We believe there are many flaws in the coding arena and want to discuss one in particular we believe is a trap. Don’t fall into it.
Be aware when using the chemotherapy V Codes (V58.11 or V58.12) or you may not get reimbursed properly for what you are really owed.
Cancer patients have lots of problems, and their treatment if often complex. We firmly believe that “there is no such thing as a routine chemotherapy”. Therefore, oncologists/ hematologists need to assess patients when they arrive for their chemotherapy – to be sure they are stable enough to have their treatment that day. Typically, this assessment would constitute a Level IV or Level V visit.

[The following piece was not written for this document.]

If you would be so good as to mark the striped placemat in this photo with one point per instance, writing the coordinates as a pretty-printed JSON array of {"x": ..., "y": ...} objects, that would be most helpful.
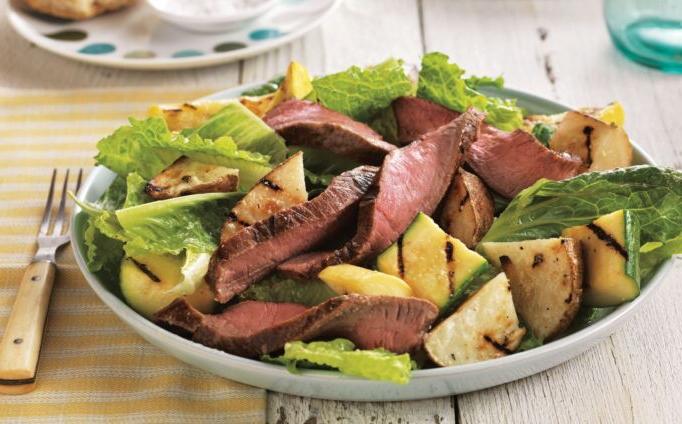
[{"x": 93, "y": 368}]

We find this to be true with 90% of the patients in the practices we work with across the country.
Unfortunately, by reporting the V code as a primary diagnosis as required by some local coverage determinations, you are essentially saying the only reason for the encounter was to administer chemotherapy, thereby indicating the evaluation and management service was not necessary and should not be paid. In essence, you’re telling them “Don’t’ pay me” when you do this.
So, how do you get paid for your physician assessment and the chemotherapy? We bill cancer diagnosis as the primary code plus the V code as the secondary, and our clients are getting paid. We’ve not had denials doing it this way. If you use the V code as the primary code, you risk not getting reimbursed for your assessment.